Zhonghui Lv , Julie Herman , Ethan Brewer , Karinna Nunez , Daniel Miller Runfola ·

YOU? · · 2025 · Open Access · · DOI: https://doi.org/10.3390/rs17071195 · OA: W4408905777

Accurate mapping of nearshore bathymetry is essential for coastal management, navigation, and environmental monitoring. Traditional bathymetric mapping methods such as sonar surveys and LiDAR are often time-consuming and costly. This paper introduces BathyFormer, a novel vision transformer- and encoder-based deep learning model designed to estimate nearshore bathymetry from high-resolution multispectral satellite imagery. This methodology involves training the BathyFormer model on a dataset comprising satellite images and corresponding bathymetric data obtained from the Continuously Updated Digital Elevation Model (CUDEM).
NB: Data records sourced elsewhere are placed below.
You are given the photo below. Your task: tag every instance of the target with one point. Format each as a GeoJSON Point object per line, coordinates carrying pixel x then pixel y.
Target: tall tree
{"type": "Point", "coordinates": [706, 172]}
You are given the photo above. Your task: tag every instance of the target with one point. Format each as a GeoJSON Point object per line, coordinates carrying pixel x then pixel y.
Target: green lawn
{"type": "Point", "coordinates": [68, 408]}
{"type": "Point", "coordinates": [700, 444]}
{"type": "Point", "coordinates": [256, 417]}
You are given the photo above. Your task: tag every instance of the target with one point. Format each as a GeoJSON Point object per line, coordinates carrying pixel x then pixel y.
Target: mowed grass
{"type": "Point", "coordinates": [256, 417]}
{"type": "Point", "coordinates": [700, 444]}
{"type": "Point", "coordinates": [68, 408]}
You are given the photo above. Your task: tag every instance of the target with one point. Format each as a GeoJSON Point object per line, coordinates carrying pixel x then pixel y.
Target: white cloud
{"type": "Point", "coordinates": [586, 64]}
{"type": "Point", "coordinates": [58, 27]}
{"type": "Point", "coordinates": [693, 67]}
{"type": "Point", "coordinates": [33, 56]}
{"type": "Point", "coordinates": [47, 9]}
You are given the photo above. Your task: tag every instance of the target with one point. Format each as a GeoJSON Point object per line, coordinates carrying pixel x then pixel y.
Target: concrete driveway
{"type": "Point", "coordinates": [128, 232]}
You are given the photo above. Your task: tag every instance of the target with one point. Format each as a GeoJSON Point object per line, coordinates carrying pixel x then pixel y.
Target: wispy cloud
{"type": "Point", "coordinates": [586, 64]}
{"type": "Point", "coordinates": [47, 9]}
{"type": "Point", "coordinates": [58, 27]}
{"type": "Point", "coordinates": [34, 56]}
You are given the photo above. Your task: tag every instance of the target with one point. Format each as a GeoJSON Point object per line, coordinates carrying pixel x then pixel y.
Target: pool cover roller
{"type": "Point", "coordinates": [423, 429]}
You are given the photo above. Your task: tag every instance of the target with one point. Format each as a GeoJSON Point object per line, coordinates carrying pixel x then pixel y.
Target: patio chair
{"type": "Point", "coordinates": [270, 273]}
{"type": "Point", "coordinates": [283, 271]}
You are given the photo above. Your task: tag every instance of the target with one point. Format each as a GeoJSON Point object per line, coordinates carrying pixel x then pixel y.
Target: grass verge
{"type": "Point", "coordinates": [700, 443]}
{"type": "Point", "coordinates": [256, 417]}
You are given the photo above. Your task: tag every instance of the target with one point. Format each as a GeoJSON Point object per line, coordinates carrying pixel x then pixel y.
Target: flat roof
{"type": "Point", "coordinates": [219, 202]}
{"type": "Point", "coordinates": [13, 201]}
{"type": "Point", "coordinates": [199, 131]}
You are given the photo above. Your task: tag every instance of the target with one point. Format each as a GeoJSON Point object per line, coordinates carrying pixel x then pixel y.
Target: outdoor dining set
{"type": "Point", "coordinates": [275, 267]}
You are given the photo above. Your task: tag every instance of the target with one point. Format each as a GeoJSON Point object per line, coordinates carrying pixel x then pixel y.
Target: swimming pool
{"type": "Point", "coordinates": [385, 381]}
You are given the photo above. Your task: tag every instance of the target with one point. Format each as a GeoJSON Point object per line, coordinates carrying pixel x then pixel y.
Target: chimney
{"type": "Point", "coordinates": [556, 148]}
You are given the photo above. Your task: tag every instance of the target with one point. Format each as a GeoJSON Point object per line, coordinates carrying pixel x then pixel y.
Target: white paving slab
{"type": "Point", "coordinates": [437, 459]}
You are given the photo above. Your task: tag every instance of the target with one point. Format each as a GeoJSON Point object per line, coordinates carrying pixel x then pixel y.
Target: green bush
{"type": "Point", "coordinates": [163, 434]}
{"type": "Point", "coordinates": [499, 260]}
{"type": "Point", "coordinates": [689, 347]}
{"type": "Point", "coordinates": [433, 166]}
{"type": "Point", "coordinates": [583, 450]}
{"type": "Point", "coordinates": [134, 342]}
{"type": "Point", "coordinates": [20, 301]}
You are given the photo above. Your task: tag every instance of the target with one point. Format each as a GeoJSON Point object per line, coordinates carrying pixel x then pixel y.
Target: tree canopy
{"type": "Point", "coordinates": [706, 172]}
The model learns to predict water depths by analyzing the spectral signatures and spatial patterns present in the multispectral imagery. Validation of the estimated bathymetry maps using independent hydrographic survey data produces a root mean squared error (RMSE) ranging from 0.55 to 0.73 m at depths of 2 to 5 m across three different locations within the Chesapeake Bay, which were independent of the training set. This approach shows significant promise for large-scale, cost-effective shallow water nearshore bathymetric mapping, providing a valuable tool for coastal scientists, marine planners, and environmental managers.